Even so, the list of people backing the company suggests that the semiconductor industry is paying close attention. Intel Chief Executive Lip-Bu Tan participated in the round and is joining Cognichip’s board, alongside Seligman Ventures Managing Partner Umesh Padval. Tan’s involvement is particularly notable. He is one of the most respected figures in the chip industry, with decades of influence in design software, semiconductor investing and corporate leadership. His decision to back Cognichip signals that at least some senior industry leaders believe the existing model for chip design is reaching its limits.
That belief is not hard to understand. The economics of chipmaking have become more punishing as Moore’s Law has slowed and the cost of advanced manufacturing has climbed. Only a small number of companies can afford to build the most advanced processors. If AI tools can reduce the time and labor required to design complex chips, they could lower barriers for a broader set of hardware developers. In theory, that would not only help elite chip companies move faster but also allow more startups and industrial players to experiment with custom silicon.

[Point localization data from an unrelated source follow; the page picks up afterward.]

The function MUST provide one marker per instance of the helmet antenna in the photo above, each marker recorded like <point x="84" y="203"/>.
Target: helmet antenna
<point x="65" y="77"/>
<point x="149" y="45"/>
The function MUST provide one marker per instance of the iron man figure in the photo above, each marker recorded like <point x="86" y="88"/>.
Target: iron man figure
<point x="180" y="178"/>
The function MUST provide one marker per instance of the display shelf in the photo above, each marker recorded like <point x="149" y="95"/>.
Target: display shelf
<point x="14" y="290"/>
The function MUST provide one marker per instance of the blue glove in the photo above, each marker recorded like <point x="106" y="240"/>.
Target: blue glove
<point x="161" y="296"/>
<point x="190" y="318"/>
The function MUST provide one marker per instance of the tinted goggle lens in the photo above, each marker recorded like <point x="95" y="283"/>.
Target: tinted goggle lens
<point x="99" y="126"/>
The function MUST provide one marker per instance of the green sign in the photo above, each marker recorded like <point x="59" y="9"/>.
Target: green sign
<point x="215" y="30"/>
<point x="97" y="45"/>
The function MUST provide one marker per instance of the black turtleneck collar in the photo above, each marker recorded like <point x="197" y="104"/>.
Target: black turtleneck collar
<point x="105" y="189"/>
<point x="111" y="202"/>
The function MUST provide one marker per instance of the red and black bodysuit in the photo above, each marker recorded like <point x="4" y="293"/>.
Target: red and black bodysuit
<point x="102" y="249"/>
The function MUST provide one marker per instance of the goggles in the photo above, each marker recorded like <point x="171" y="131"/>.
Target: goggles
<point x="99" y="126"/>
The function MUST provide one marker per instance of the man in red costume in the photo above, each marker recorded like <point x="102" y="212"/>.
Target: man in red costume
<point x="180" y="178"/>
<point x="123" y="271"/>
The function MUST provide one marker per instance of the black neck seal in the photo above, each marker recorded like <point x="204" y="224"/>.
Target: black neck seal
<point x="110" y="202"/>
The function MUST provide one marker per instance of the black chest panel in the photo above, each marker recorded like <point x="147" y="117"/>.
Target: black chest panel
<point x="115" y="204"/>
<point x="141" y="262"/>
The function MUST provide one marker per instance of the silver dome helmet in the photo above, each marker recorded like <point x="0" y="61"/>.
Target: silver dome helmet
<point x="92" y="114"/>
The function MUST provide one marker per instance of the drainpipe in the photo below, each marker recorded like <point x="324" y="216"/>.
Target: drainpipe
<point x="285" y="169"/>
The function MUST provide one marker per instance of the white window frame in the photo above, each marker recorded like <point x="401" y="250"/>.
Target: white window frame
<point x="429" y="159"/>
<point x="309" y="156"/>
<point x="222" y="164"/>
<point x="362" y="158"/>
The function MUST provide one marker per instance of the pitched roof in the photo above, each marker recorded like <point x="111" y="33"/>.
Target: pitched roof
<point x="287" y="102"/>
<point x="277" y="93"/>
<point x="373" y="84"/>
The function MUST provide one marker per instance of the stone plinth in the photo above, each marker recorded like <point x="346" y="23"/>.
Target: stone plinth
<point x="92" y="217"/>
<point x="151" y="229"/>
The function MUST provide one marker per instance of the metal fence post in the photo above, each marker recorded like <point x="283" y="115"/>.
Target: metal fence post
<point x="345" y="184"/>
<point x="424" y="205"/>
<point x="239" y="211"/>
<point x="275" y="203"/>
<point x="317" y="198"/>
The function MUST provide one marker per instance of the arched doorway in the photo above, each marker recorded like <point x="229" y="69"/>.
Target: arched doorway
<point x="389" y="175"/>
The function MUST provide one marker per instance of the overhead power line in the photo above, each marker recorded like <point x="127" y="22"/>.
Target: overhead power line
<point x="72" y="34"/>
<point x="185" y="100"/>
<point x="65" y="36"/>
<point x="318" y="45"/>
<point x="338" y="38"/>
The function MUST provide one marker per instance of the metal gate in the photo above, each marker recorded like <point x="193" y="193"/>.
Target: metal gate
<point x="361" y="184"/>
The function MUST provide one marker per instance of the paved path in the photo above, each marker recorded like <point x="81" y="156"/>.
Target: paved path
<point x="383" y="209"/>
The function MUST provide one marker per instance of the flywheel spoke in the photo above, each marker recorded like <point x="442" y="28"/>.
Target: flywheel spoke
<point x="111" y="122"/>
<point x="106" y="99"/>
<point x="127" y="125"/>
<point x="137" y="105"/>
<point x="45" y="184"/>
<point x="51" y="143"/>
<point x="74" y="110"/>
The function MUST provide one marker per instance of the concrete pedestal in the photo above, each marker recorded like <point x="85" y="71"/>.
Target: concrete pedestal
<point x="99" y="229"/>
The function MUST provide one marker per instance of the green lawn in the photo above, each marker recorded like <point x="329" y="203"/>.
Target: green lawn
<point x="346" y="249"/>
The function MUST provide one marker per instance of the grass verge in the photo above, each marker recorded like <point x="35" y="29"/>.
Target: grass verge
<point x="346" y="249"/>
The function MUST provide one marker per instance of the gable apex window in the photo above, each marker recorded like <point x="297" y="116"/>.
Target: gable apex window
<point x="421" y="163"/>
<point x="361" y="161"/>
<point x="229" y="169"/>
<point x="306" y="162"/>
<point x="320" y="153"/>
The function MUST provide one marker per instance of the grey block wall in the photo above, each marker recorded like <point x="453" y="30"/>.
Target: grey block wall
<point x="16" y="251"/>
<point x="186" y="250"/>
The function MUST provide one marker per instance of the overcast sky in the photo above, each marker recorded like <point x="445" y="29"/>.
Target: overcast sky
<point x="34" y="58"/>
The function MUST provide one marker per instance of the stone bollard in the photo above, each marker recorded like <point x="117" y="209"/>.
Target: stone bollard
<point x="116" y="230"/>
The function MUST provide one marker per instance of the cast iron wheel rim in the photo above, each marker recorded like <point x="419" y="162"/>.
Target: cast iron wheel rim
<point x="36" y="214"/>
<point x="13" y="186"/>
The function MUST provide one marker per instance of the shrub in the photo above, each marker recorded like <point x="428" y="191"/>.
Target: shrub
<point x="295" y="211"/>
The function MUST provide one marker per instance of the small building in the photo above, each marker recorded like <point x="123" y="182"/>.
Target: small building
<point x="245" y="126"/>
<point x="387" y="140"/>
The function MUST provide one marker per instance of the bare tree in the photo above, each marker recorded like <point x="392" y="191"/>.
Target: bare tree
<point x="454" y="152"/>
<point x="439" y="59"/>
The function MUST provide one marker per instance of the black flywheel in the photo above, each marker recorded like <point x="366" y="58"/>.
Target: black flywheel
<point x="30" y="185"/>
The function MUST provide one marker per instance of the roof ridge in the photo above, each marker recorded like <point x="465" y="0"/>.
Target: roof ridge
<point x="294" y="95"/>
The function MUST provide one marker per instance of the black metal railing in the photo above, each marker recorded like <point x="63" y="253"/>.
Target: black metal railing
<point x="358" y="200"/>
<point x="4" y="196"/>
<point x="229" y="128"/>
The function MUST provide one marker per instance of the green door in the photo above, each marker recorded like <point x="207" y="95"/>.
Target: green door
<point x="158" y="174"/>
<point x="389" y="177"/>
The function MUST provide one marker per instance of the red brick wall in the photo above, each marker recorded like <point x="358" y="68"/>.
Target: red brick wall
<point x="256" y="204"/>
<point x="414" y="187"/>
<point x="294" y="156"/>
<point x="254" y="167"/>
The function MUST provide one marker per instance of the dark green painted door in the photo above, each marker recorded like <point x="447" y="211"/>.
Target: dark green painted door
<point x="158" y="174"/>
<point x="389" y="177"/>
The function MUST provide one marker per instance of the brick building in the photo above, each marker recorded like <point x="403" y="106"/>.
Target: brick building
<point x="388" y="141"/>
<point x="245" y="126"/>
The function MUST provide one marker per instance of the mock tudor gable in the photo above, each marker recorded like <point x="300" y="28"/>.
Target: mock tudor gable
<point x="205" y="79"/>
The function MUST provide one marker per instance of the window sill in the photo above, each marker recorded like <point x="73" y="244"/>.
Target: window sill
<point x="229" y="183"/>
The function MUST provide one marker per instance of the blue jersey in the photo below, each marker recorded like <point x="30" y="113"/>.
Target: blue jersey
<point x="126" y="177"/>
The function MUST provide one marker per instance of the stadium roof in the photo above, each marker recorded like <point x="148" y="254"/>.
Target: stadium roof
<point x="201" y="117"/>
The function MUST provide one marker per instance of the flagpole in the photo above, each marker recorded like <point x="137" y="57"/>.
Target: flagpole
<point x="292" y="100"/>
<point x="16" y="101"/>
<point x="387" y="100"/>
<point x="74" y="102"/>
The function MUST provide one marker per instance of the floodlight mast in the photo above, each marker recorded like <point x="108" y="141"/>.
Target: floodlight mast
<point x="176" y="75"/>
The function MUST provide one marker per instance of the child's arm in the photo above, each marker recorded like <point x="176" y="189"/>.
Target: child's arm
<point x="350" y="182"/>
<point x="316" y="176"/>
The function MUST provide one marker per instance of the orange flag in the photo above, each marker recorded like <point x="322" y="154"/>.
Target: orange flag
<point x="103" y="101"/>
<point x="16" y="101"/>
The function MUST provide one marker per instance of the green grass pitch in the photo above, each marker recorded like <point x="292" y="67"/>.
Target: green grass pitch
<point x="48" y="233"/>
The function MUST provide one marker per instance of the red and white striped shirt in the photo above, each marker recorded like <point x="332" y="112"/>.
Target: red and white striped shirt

The implications stretch beyond Silicon Valley. Governments in the United States, Europe and Asia have all treated semiconductors as strategic infrastructure, pouring money into manufacturing capacity and supply-chain resilience. But design remains just as critical as fabrication. Owning fabs is one part of technological power; being able to create novel, optimized chips efficiently is another. A meaningful improvement in design productivity could reshape competitive dynamics across AI, cloud computing, consumer electronics and defense.
Still, caution is warranted. The semiconductor sector has a long history of grand claims about automation. Electronic design automation software has already transformed the industry over several decades, enabling levels of complexity that would have once been impossible. The question is whether AI represents the next layer of genuine productivity or simply another tool that will help at the margins while human expertise continues to do the essential work.
The most likely near-term outcome may be somewhere in between. Rather than replacing chip engineers, AI systems may first act as specialized collaborators — accelerating simulation, surfacing design options, flagging likely issues and helping teams move more quickly through well-defined bottlenecks. In that scenario, the role of the engineer becomes even more central, not less. Human judgment would still determine architecture, trade-offs and sign-off, while AI compresses the cycle between idea and decision.
That may be enough to make Cognichip significant even if its most ambitious vision takes years to realize.
The startup’s rise captures a broader transition in the AI economy. For much of the recent boom, chips were discussed mainly as the scarce infrastructure on which AI depends. Nvidia’s dominance, the scramble for data-center capacity and the search for alternatives all reflected a world in which AI demand was reshaping the semiconductor business from the outside. Cognichip represents the reverse flow of influence: AI moving inward, into the engineering process that creates the very hardware sustaining the boom.
Whether that effort succeeds will depend on evidence, not enthusiasm. Cognichip will need to show that its software can survive the unforgiving standards of semiconductor development, where mistakes are expensive and hype is cheap. But the company’s new funding suggests investors believe the potential reward is large enough to justify the risk.
If they are right, one of the most important uses of artificial intelligence may turn out not to be what happens after a chip is made, but what happens long before it reaches the factory floor.